Skip to main content
Edward Flagg
Department of Physics and Astronomy

Stages of a Research Project

A research project will progress through many stages from its conception through publishing the results. Below is a mostly ordered list of the stages of an experimental research project in our laboratory. Sometimes these stages will be done in a different order, or they may repeat, or they may blend into one another. Different fields of physics and different types of research (i.e., computational or theoretical) will likely have a different order or different stages. If you are part of our research group, you can use the outline below to evaluate and plan your projects. 
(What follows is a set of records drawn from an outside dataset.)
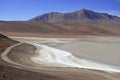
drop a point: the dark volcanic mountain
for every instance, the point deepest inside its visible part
(83, 16)
(82, 22)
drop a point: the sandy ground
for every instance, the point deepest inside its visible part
(96, 49)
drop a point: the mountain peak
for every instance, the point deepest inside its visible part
(80, 16)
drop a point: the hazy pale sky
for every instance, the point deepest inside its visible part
(27, 9)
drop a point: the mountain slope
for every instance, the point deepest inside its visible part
(29, 28)
(83, 16)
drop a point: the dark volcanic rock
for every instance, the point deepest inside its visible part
(83, 16)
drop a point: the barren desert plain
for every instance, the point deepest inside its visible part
(84, 58)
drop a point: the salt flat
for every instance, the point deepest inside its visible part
(96, 49)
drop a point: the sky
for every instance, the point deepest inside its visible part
(11, 10)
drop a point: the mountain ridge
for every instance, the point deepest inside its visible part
(83, 16)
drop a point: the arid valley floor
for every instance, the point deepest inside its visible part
(88, 58)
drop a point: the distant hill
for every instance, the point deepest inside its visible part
(83, 16)
(82, 22)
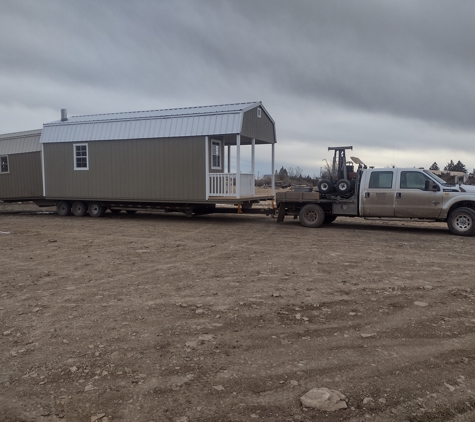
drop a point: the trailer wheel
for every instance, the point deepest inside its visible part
(311, 215)
(96, 209)
(461, 221)
(63, 208)
(343, 186)
(329, 219)
(79, 208)
(325, 186)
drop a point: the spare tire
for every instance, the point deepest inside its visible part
(325, 186)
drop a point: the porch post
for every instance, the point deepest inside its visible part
(253, 168)
(238, 166)
(207, 166)
(273, 169)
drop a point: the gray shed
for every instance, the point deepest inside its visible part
(20, 166)
(173, 155)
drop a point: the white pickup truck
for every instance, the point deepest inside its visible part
(387, 193)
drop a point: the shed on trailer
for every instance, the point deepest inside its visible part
(172, 155)
(20, 166)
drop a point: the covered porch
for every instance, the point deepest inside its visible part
(227, 181)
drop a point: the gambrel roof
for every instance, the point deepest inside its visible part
(221, 120)
(20, 142)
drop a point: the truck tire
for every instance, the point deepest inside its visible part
(325, 186)
(311, 215)
(96, 209)
(63, 208)
(78, 208)
(343, 186)
(461, 221)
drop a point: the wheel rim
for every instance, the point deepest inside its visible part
(311, 216)
(463, 222)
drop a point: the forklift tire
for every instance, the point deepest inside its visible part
(311, 215)
(325, 186)
(329, 219)
(343, 186)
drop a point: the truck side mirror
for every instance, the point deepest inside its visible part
(430, 185)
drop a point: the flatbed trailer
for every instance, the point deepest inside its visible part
(95, 208)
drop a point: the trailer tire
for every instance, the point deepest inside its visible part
(461, 221)
(78, 208)
(343, 186)
(325, 186)
(311, 215)
(63, 208)
(329, 219)
(96, 209)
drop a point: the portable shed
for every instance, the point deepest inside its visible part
(20, 166)
(171, 155)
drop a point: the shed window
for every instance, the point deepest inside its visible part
(4, 164)
(216, 161)
(80, 157)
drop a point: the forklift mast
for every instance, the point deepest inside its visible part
(339, 167)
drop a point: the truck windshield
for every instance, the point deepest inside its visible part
(436, 178)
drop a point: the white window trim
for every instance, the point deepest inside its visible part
(217, 141)
(8, 165)
(87, 157)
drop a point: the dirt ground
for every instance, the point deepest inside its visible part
(154, 317)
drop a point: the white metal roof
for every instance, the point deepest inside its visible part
(20, 142)
(168, 123)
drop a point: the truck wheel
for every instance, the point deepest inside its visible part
(343, 186)
(325, 186)
(63, 208)
(78, 208)
(329, 219)
(461, 221)
(96, 209)
(311, 215)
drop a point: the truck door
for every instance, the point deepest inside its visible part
(377, 197)
(411, 198)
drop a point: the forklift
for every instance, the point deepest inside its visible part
(341, 175)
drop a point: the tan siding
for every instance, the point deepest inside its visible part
(143, 170)
(259, 128)
(24, 181)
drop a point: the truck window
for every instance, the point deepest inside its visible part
(413, 180)
(381, 180)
  1. Conception/inspiration
  2. Development/feasibility study
    1. Literature review
    2. Simulations
  3. Experimental design: Outline both the measurements to be done and the equipment that is necessary to do them.
  4. Experimental setup, calibration, tests, troubleshooting: Construct and arrange the experimental equipment to do the planned measurements. This can take the majority of the time spent on an experiment.
  5. Preliminary steps
    1. Preliminary experimental measurements: Figure out how to do the measurements. This may require going back to steps 3 and 4 a few times.
    2. Preliminary data analysis: Figure out how to analyze the raw data. This may require going back to steps 3 and 4 a few times.
    3. Preliminary writing, essay-style: Start writing the paper because "writing is thinking". This is a first attempt at explaining the experiment and results. Use it to see what is missing, what additional data to take, and what additional analyses to do. This should continue throughout the rest of the project.
  6. Pipeline development: This is an outgrowth of the preliminary steps above.
    1. Experimental pipeline development: We often need to take all our data from one quantum dot (QD), and a given QD can't be easily re-found if the sample is changed. The experimental pipeline is an efficient method to collect all the data in a short amount of time. It takes time and effort to develop the procedures and programs to enable that.
    2. Raw data analysis pipeline development: To ensure the data being collected is valid, it needs to be analyzed immediately so a human can evaluate it for validity. The analysis pipeline is code that raw data can be put through immediately after collection, and which produces plots and figures that enable human evaluation. Similar to the experimental pipeline, it takes time and effort to develop the analysis method and code for this task.
  7. Experimental measurements directly into raw data analysis pipeline: This is when the data that will be used in the final analysis is recorded. This setup can take very little time if the experimental and analysis pipelines are well functioning. If the pipelines are not well functioning, then this step might be performed incorrectly and need to be repeated after redevelopment of the pipelines.
  8. Analysis of processed data: If the preliminary writing and data analysis were done well, then this step can be straightforward. If it is not straightforward, then we may need to return to the preliminary steps again.
  9. Writing: The order of writing is different from the order of the eventual paper. The order below starts with the easiest parts to write and ends with the hardest.
    1. Experimental setup/methods: Equipment (figures); kinds of measurements (archetypal examples); data analysis methods. As the graduate student who did the experiment, this section is the easiest to write because you just describe what you did.
    2. Data presentation/analysis: It is sometimes necessary to present all of the raw data, but sometimes the archetypal examples in the previous section are sufficient.
    3. Results and discussion: Plots and models of information extracted from raw data. This includes analysis of processed data.
    4. Conclusions: (Re)State main results and explanation. Describe how this fulfills the knowledge gap (see below) and enables useful and/or interesting things (outlook and future directions).
    5. Here we show: Summary of experiment. Preview of conclusions.
    6. Motivation and introduction: Why do this? Why is it interesting/useful? Describe the state of the field. Set up and describe the "gap in knowledge" that your work fills.
    7. Abstract: ("to draw out from") Take out the most essential parts of the manuscript.
    8. Reorder sections: The sections above are presented in the final manuscript in a different order than they are written: (1) abstract, (2) motivation and intro, (3) here we show, (4) experimental setup/methods, (5) data presentation and analysis, (6) results and discussion, (7) conclusions.